Finding a good therapist: I have what I... - Anxiety and Depre...
Finding a good therapist
I'm in TX also, starting to look for a therapist as well.... If you happen to be in central TX and find a good one, please let me know I tried Gabapentin a few years ago without any kind of relief from it, but am trying again since I'm without insurance since my move to TX, and its the only option of meds I have. I have heard of it working for some, so it's worth a shot. It's absolutely terrifying knowing I have no treatment options or enough money to pay out of pocket for a psychiatrist, which I haven't been without for years and years...

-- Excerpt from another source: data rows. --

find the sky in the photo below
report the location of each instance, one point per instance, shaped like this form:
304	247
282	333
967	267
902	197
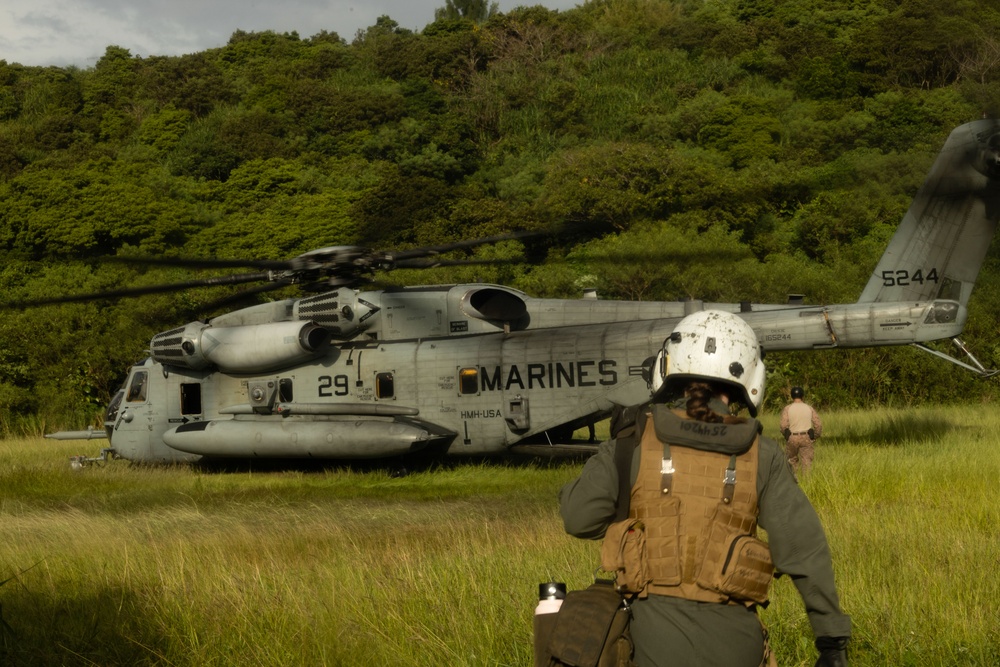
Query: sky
76	32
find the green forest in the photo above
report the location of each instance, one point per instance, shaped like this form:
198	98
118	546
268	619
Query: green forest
723	150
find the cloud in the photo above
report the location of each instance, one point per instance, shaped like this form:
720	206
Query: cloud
77	32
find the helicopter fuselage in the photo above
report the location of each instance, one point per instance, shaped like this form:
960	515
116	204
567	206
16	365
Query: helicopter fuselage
476	385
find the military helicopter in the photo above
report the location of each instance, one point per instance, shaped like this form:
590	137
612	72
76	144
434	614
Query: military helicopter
478	369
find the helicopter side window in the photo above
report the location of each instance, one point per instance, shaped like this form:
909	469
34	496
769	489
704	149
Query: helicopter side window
285	393
137	390
191	398
385	386
468	380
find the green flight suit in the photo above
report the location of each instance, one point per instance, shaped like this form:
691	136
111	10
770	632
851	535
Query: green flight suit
678	632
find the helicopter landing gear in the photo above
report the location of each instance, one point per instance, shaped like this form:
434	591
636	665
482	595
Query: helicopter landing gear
81	461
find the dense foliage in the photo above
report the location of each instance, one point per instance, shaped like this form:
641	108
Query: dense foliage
765	147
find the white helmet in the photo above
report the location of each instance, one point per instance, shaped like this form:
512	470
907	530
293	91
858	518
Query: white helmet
715	346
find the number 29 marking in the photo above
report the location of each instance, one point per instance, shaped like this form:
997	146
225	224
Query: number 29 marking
902	277
333	386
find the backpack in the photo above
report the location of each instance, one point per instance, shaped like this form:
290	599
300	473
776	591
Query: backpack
590	630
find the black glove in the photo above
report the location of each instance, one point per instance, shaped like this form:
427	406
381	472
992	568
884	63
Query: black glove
832	651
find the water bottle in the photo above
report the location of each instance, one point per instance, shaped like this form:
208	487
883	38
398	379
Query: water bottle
550	597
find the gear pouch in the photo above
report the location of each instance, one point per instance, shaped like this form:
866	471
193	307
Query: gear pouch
623	553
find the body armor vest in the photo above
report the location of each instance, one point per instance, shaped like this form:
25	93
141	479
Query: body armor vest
697	514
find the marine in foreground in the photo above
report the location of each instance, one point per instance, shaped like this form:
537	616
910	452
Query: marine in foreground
680	533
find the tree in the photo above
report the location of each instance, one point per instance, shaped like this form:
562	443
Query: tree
477	11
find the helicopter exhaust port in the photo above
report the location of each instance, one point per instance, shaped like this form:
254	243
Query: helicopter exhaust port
243	349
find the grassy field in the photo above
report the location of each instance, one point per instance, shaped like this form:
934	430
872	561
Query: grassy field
130	565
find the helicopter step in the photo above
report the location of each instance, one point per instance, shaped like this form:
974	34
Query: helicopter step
341	438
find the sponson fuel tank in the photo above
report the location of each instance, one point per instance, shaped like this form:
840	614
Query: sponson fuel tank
347	437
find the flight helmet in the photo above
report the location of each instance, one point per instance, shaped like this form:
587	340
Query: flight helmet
714	346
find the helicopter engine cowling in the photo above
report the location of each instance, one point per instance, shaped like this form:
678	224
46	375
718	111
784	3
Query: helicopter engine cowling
243	349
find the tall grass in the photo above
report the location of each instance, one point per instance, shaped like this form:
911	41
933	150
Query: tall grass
132	565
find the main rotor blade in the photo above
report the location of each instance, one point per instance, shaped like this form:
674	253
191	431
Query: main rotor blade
232	299
204	263
141	291
430	251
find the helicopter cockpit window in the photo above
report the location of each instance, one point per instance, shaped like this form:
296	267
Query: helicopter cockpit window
137	389
190	398
384	385
468	380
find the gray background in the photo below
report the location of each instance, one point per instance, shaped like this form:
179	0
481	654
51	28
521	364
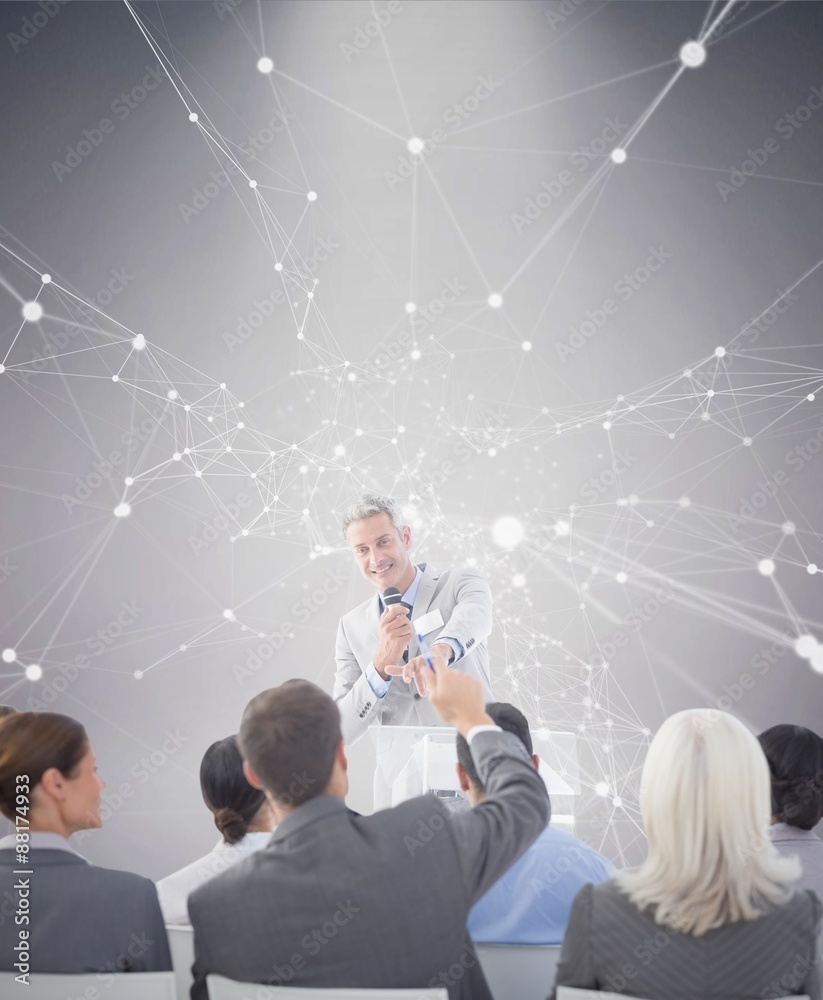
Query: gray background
458	421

You sound alot like me, the anxiety gets physically crippling, it makes me feel so horrible physically and I'm so stuck in my head that I will be paralyzed in the same spot for hours....Good luck to you, I hope things get better
I am not in Central Texas, but in North Central Texas - DFW area. Yes, we have tons of "therapists" to choose from. Insurance is an issue as my insurance only has a few, and I mean like 3 to choose from. I've been paying out of pocket just because I cannot drive a great distance and the one I am seeing now has a sliding rate based on your income. Most I believe will do that. I spoke with someone the other day and they referred me to a couple of "groups" that meet once a week lead by a licensed clinical worker, like a community ran program - charges are about $30.00 a session.